There was no sound in the room, not even the sound of its pacing.
I started feeling a prickling in my right hand and gradually I became able to lift it.
The creature hesitated and took a few advancing strides, regaining its crouching position beside me. It wasn’t human though certainly not an animal. Gradually the creature leaned closer to me, closer than it had been before until I could feel its stale breath assault my cheek.
And then a whisper out of the silence:
“Just coming to say goodnight”
And with that, the creature stood up one last time.
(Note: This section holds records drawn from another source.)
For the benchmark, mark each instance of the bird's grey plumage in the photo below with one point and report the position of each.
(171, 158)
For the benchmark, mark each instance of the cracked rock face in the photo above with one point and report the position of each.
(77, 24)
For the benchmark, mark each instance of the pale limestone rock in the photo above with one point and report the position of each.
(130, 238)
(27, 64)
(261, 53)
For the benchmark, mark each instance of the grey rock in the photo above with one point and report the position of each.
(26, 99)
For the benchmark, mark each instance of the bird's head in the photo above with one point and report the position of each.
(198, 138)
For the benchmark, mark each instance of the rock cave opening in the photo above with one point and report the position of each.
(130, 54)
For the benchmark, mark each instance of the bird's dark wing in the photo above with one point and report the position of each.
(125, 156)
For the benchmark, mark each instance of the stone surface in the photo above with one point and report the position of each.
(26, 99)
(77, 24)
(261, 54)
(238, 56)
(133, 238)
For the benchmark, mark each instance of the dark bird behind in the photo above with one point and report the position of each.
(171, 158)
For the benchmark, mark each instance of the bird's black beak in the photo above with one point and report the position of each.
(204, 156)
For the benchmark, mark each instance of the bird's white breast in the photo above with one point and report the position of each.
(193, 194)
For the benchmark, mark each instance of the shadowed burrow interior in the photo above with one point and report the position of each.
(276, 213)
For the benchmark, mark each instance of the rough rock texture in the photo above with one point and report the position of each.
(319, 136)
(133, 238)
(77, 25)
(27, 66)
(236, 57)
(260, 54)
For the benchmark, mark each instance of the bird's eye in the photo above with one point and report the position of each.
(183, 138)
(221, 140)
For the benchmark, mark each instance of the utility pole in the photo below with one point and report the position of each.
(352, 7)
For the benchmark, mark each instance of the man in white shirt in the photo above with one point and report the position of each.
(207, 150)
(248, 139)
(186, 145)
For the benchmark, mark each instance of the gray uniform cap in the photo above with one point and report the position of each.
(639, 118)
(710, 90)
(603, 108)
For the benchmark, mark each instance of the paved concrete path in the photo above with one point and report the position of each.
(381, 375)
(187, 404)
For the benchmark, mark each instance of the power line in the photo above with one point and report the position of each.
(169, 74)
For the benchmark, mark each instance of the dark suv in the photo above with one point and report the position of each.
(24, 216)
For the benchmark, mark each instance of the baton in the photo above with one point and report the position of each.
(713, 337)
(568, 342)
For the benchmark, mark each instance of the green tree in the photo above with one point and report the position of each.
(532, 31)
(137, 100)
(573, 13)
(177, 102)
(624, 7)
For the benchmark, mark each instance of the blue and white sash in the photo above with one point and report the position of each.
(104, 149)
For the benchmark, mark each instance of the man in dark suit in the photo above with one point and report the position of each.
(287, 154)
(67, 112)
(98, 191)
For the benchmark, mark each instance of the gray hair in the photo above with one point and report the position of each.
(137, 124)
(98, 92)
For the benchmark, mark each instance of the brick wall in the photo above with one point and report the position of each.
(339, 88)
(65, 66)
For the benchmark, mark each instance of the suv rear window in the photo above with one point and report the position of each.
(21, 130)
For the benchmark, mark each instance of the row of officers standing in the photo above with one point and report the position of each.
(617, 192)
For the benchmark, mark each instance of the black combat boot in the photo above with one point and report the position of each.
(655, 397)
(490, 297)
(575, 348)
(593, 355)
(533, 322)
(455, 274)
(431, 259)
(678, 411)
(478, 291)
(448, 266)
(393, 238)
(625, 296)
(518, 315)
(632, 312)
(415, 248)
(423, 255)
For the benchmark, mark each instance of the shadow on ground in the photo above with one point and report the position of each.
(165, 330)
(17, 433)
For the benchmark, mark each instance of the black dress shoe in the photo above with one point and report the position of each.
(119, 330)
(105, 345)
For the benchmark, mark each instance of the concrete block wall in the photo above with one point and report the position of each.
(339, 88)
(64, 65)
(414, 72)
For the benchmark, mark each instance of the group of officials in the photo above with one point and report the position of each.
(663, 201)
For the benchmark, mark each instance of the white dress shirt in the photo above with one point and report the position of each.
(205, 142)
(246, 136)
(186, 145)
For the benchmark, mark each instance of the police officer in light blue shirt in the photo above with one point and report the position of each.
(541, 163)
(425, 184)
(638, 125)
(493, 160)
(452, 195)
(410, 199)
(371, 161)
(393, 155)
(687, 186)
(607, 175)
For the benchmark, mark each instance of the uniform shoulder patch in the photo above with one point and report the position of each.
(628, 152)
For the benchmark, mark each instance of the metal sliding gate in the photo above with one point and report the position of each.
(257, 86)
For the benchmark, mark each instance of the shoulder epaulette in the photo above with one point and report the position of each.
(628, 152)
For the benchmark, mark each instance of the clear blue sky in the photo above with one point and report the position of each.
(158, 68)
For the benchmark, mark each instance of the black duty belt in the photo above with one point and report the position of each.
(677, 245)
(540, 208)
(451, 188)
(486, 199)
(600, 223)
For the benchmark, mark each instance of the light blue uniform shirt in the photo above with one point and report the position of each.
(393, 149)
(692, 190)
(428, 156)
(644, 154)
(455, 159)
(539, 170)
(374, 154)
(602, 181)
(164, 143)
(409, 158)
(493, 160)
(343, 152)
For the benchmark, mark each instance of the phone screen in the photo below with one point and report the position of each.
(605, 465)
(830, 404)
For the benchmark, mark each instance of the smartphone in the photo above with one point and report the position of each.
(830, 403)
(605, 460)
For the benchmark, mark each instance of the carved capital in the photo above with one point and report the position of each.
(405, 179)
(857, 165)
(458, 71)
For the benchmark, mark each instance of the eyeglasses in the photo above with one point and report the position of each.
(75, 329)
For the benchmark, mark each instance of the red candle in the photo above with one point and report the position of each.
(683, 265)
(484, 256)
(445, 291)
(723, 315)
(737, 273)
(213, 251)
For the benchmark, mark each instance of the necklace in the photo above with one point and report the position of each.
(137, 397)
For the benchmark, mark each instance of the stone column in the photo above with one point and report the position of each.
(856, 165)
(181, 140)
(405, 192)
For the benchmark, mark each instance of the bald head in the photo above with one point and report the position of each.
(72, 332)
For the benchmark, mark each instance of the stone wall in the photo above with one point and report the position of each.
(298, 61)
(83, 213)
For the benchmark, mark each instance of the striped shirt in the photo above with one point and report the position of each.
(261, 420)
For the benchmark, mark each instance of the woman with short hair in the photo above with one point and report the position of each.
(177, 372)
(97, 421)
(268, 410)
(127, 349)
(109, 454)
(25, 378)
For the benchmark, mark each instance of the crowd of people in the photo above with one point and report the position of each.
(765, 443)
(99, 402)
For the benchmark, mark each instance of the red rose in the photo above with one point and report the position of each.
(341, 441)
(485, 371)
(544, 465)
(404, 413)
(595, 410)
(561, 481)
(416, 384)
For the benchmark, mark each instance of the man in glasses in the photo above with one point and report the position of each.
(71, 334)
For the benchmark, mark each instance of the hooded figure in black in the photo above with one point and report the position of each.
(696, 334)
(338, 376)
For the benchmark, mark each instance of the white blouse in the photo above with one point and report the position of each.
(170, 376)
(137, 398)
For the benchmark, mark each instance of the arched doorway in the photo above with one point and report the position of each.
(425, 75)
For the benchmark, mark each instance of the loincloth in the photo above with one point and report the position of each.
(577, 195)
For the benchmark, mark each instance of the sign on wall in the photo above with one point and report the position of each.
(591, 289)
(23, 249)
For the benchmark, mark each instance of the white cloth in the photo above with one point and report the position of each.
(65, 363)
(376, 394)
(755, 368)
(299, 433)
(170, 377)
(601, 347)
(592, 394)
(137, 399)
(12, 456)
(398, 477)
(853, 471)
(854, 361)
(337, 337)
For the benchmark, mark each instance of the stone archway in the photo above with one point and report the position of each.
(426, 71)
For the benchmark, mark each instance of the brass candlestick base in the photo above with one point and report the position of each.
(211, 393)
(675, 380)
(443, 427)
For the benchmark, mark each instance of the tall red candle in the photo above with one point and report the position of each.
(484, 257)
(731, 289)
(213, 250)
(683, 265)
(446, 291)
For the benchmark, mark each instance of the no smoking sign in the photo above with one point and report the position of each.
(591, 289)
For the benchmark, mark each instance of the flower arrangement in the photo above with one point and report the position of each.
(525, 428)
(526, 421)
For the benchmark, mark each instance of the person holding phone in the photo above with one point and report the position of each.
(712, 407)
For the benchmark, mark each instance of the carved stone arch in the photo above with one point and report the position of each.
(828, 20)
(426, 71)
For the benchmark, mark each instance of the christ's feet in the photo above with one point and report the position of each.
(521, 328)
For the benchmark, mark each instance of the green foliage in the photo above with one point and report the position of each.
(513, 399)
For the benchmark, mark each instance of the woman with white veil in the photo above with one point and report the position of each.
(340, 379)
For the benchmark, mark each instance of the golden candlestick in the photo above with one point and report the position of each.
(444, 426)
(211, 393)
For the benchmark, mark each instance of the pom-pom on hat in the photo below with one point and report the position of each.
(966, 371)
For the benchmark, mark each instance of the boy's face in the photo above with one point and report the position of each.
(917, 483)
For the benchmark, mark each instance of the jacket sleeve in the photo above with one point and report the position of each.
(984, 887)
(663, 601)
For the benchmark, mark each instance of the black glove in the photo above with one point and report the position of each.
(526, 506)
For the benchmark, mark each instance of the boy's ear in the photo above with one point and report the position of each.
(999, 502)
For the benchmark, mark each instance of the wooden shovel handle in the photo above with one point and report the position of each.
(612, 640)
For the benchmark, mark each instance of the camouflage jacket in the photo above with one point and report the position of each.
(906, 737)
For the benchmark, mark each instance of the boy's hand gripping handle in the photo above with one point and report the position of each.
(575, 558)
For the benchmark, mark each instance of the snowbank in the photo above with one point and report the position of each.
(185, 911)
My lungs were losing their immobility and I could finally let out one small whimper. It was met with a conceited smirk from the creature. My heart was gaining back its beat, pounding and thrashing against my ribcage.
The creature slowly, slowly slinked to my doorway.
My eyelids were the next to regain movement, followed by my neck, then my jaw, my arms, my back until I had fully broken out of my rigor mortis.
Standing in my doorway was the creature and its dark eyes were starting to expand in its head. The grew larger and larger until the grotesque darkness engulfed the figure. The creature had been sucked into the vacuum of its eyes.
The intruder had left.
I was alone.

The coolness I felt on my cheek brought me back to my senses; in the extremity of my terror I had begun to weep.
An unwelcome wail interrupted the silence. I recognised it was coming from me. A dam had been cracked open inside me, unleashing a torrent of raw sobs that wracked my body, exhaustion consuming every cell in my body. With every second I practically felt the rise of my blood pressure. The creatures cold whisper was still imprinted on my cheek.
In my grief I was left with one question as I swung my legs off the bed: what was I supposed to do now?